Goodness knows why. The segment size really doesn't matter in DSQL. Just
don't define one at all unless you plan to write ESQL applications. It
will be 80 bytes by default and FB will ignore it anyway. IBO streams
blobs and the server decides, all by itself, what size segment to store,
regardless of *what* is defined in the domain. (But I'm curious why you
have to guess this - don't you have a way to look at your metadata?)

>Anyway, when changing that,
>suddenly, I could start editing and saving edits to text blob fields again.
>That's it. I knew it was something basic!
>
>Also, Daniel, when I was trying to set up a demo for you, I kept running into
>problems with creating a DB with charset of WIN1251 and something about
>Firebird.msg/truncating data, etc. I changed back to charset of NONE (in other
>forum messages this was said to be incorrect? i.e. one should always
>define the default charset.) and that solved that problem.

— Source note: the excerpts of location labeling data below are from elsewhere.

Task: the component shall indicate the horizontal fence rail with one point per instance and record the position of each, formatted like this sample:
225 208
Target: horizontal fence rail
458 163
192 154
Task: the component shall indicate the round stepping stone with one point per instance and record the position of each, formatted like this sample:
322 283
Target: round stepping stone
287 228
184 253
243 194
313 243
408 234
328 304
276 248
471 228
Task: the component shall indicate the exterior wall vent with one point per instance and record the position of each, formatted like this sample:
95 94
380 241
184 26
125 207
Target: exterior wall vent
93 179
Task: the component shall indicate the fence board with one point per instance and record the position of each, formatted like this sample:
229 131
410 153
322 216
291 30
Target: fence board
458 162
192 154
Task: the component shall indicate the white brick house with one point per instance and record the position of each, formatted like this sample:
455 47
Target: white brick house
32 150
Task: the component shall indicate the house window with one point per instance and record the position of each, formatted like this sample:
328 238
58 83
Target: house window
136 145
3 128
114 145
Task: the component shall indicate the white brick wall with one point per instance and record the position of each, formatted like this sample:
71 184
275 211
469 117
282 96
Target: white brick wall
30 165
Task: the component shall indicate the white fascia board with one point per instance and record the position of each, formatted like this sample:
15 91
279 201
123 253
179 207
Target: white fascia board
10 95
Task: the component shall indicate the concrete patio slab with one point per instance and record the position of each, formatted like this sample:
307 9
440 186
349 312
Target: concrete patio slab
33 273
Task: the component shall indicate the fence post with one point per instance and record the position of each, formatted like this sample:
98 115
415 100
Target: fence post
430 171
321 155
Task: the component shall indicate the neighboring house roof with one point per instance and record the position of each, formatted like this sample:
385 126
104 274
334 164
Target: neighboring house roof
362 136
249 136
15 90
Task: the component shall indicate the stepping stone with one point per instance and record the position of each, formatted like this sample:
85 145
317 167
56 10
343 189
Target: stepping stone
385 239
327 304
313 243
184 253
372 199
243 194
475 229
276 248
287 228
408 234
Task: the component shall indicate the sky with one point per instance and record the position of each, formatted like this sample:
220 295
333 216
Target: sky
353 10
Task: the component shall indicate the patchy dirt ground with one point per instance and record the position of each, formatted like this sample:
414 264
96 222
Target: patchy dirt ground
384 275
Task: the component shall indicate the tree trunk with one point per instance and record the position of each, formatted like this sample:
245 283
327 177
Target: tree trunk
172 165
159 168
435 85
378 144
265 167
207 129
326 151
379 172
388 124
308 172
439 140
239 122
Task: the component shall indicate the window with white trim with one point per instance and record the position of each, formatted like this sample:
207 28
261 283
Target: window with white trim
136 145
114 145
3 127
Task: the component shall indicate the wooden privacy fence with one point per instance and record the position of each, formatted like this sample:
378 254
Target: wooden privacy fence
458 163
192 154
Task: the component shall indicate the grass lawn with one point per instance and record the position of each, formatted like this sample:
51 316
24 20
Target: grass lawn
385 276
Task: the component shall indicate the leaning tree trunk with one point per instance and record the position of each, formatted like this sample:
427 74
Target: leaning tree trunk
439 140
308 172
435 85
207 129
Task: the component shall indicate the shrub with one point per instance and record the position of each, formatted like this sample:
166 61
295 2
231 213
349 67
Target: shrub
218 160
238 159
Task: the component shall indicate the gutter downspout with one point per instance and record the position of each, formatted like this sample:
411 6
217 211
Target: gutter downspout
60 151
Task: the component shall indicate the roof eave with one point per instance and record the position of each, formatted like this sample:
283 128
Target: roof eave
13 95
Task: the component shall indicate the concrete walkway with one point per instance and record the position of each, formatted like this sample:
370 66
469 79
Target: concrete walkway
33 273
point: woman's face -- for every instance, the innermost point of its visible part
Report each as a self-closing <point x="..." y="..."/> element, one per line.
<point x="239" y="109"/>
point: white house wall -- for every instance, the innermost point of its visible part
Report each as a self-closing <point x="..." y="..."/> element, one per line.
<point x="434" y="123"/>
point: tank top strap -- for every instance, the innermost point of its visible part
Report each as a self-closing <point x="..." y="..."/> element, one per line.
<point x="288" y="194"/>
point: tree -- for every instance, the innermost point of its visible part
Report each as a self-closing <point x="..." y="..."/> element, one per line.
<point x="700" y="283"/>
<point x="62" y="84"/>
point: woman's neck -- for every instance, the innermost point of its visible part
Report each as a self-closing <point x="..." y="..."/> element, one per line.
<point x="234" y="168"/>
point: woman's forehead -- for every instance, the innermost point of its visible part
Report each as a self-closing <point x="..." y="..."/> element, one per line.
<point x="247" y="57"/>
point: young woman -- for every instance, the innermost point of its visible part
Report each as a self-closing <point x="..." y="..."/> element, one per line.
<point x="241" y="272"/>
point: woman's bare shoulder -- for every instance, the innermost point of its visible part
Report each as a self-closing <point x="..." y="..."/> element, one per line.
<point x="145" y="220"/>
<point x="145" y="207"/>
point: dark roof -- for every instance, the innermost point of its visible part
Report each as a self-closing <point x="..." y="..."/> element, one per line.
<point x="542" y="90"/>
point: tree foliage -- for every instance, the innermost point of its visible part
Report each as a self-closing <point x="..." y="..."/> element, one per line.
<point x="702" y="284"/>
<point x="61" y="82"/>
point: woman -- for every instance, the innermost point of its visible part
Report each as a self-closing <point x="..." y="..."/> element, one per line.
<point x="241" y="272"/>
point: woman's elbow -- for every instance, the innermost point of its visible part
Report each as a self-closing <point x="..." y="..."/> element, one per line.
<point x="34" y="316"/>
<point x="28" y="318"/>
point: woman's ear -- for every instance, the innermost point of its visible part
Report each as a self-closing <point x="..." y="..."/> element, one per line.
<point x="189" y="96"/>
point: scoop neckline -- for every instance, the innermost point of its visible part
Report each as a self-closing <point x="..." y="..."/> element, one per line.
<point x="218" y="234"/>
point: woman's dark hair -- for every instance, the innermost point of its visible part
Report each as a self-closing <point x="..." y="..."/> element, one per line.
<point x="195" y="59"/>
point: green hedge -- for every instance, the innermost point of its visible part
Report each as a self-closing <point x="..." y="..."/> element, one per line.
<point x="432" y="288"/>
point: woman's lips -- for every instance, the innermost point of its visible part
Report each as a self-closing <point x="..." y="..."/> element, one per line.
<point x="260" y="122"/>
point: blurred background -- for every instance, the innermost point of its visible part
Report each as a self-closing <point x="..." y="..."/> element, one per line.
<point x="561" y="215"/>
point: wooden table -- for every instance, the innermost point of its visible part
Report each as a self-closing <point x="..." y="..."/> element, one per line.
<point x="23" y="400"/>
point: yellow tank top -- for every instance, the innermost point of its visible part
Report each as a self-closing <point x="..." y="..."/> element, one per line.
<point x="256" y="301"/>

Well, it only solves the problem if you don't need to care about character
sets (as I don't when writing quick and dirty demos). You're getting these
transliteration messages because you defined WIN1251 as DEFAULT CHARACTER
SET WIN1251 for the database but ignored the character set attribute at the
client. You have to set that in your TIB_Connection's CharSet property, to
match the db's default charset.

> I noticed in Helen's demo and
>likewise in the FB QSG, that there is no default charset set when creating a
>database.

NONE is a character set. When you do CREATE DATABASE and don't include a
DEFAULT CHARACTER SET clause, it defaults to NONE. NONE will accept any
streams of bytes and treat them all as one-byte characters. The only
characters it "knows about" are the US ASCII set, so it has no mappings to
uppercase or match characters that are outside that set. That's why you
have to have a default character set just about anywhere in the world
except the USA (where people often don't care about correct spelling of
foreign names, etc.) and maybe Australia (where I've noticed a similar lack
of concern to spell foreign names correctly).